As important as community support is when it comes to protecting veterans and servicemembers, policies designed to buttress support are equally important. 

According to the Mayo Clinic, mental health stigma not only has psychological effects that further exacerbate mental illness, but can also lead to discrimination.

Escobar has introduced legislation designed to enhance the quality of care for veterans and service members. 

The Honor Our Commitment Act of 2020 would require the U.S. Department of Veterans Affairs (VA) to provide mental health care to veterans who received other-than-honorable discharges, or a “bad paper” discharge. 

One report says that some bad paper discharges are due to undiagnosed physical or mental disabilities that contributed to misconduct. The report suggests that many bad paper discharges are the result of trauma.

According to the report:

“Servicemembers, especially servicemembers who deploy to combat zones or who experience Military Sexual Trauma (MST), are at higher risk for PTSD. Among the common symptoms of PTSD are sleep disorders, mood changes, reckless behavior, substance use, and isolation. These same symptoms can contribute to behavior—such as failure to carry out duties, being chronically late, or not complying with policies—deemed inconsistent with the standards of military service. Especially when a servicemember’s PTSD is undiagnosed, a military command may discharge a servicemember with bad paper without any understanding of the true origin of the servicemember’s conduct and without any consideration of the mitigating circumstances.”

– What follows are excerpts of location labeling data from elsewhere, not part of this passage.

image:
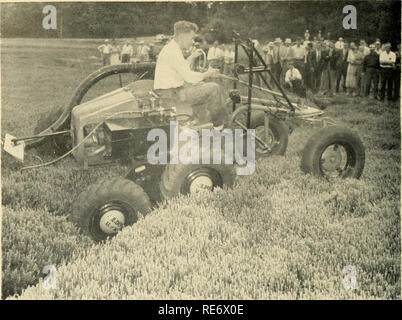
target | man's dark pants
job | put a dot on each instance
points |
(205, 99)
(125, 58)
(371, 76)
(317, 79)
(386, 81)
(297, 88)
(277, 70)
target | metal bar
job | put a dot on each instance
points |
(40, 136)
(265, 82)
(275, 80)
(235, 61)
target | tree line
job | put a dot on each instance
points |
(262, 20)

Bad paper discharges have affected hundreds of thousands of veterans. Today, more than 400,000 veterans are at-risk for denied care because of bad paper discharges. 

“Combat veterans, sexual assault victims and other service members that have risked their lives and suffered the wounds of war should not be denied care,” Escobar said. “We lose thousands of brave veterans to suicide every year, and a majority of those are not accessing health care through the VA. This critical legislation will ensure that no veteran is left behind because they can’t cut through red tape and access the services and resources they need and deserve.”

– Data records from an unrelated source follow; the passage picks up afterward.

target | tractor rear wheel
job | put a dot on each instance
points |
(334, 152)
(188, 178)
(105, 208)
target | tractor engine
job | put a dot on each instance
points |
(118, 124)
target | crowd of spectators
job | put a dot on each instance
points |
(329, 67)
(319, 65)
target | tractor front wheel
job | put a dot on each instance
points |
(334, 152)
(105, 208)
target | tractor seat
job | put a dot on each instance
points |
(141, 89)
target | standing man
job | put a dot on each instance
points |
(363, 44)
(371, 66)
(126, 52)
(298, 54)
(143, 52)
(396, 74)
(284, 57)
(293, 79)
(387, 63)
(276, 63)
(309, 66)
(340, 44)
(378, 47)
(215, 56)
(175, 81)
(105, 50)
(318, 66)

Another piece of legislation introduced by Escobar, the Ask Veterans Act, would require the VA to contract experienced third-party organizations to conduct yearly surveys to assess veterans’ experiences obtaining care at various VA sites. The bill would require the survey creator to consult with Veterans Services Organizations in order to gain critical insight.

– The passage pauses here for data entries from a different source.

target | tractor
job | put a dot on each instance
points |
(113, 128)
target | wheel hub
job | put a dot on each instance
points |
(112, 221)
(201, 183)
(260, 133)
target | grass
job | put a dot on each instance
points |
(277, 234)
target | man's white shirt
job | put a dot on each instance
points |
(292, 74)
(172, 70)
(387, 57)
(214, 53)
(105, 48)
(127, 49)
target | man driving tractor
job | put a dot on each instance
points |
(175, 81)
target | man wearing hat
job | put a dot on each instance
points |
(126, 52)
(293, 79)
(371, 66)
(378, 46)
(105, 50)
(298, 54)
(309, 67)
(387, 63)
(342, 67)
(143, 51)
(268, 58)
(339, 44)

The bills introduced by Escobar are all designed to ensure veterans and service members are heard by the federal government.

“I’ve heard from far too many service members and veterans who have issues receiving benefits and care,” said Escobar. “To gain insight on veterans’ experiences in our VAs and ensure transparency, we need to listen and take our cues from our veterans directly.”

This week, a separate piece of legislation was passed that will contribute to supporting service members and veterans through inter-departmental collaboration designed to protect their interests on the policy level .

On Tuesday, the House Judiciary Committee passed Escobar’s bill to protect service members and veterans by establishing permanent initiatives in conjunction with the Civil Rights Division of the Department of Justice (DOJ). 

The Servicemembers and Veterans Initiative Act of 2020 (H.R. 8354) assigns duties to the DOJ to represent the legal interests of service members, veterans and their families. Some of the interests include serving as legal and policy advisor to the Attorney General, developing policy recommendations, and a significant emphasis on liaisons between the DOJ and military departments. 

“By permanently establishing a Servicemembers and Veterans Initiative within the Civil Rights Division of the Department of Justice, the Servicemembers and Veterans Initiative Act ensures that the Department can effectively address civil and criminal frauds against servicemembers and their families. I thank Representative Escobar for her leadership on this issue and for authoring this important legislation,” said House Judiciary Committee Chairman Jerrold Nadler.

The bill is currently awaiting consideration on the House floor.